Excessive extracellular matrix (ECM) remodeling and a reactive stroma can affect T-cell infiltration and T-cell activity in the tumor and hereby influence response to immune checkpoint inhibitors (ICI). In the pursuit of finding biomarkers that predict treatment response, we evaluated the association between serum biomarkers of collagen and vimentin turnover and outcomes in metastatic melanoma patients treated with the anti-CTLA-4 antibody ipilimumab (IPI).
Type III collagen formation (PRO-C3), MMP-degraded type I, type III and type IV collagens (C1M, C3M and C4M), and citrullinated and MMP-degraded vimentin (VICM) were measured with ELISAs in serum from metastatic melanoma patients before (n = 66) and 3 weeks after (n = 52) initiation of IPI treatment. Biomarker levels were associated with Disease Control Rate (DCR) and survival outcomes.
We found that baseline levels of PRO-C3 (p = 0.011), C1M (p = 0.003), C3M (p = 0.013) and C4M (p = 0.027) were significantly elevated in patients with progressive disease (PD). Univariate Cox regression analysis identified high PRO-C3 (p = 0.021) and C4M (p = 0.008) as predictors of poor overall survival (OS) and the biomarkers remained significant when evaluated with other covariates (PRO-C3 (p = 0.049) and C4M (p = 0.046)).

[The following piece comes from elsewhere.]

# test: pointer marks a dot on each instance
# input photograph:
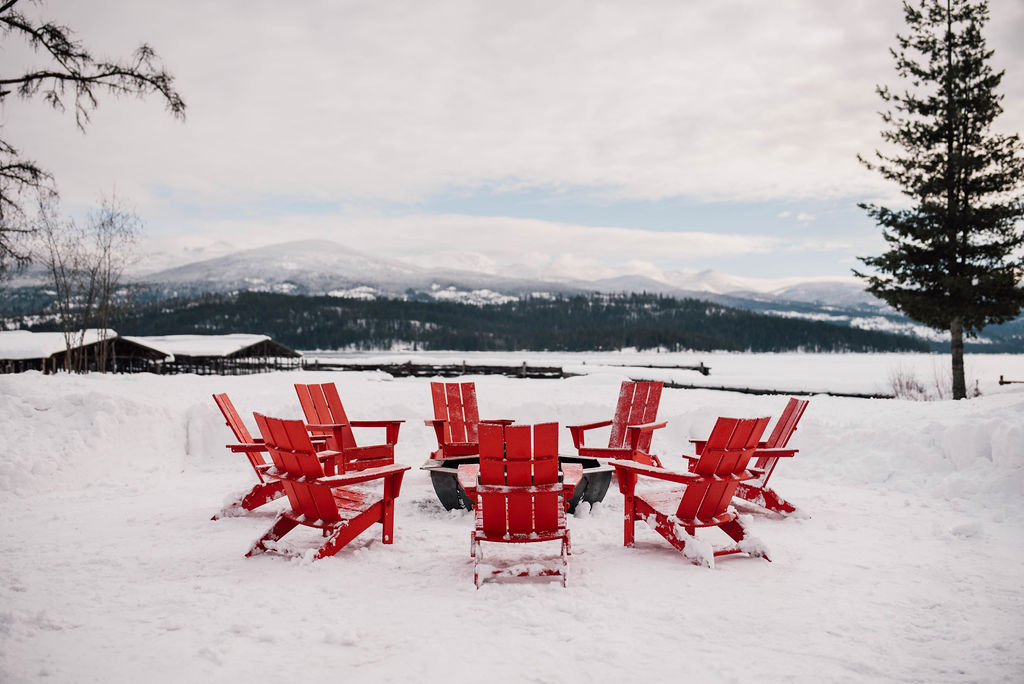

Multivariate analysis identified VICM as a predictor of longer OS (p = 0.026). Similarly, a high C3M/PRO-C3 ratio predicted for increased OS (p = 0.034). Only C3M (p = 0.003) and VICM (p < 0.0001) increased 3 weeks after treatment.
ECM and tissue remodeling quantified in pre-treatment serum were associated with response and survival outcomes in metastatic melanoma patients treated with IPI. This highlights the importance of addressing the ECM and stromal component non-invasively in future ICI studies.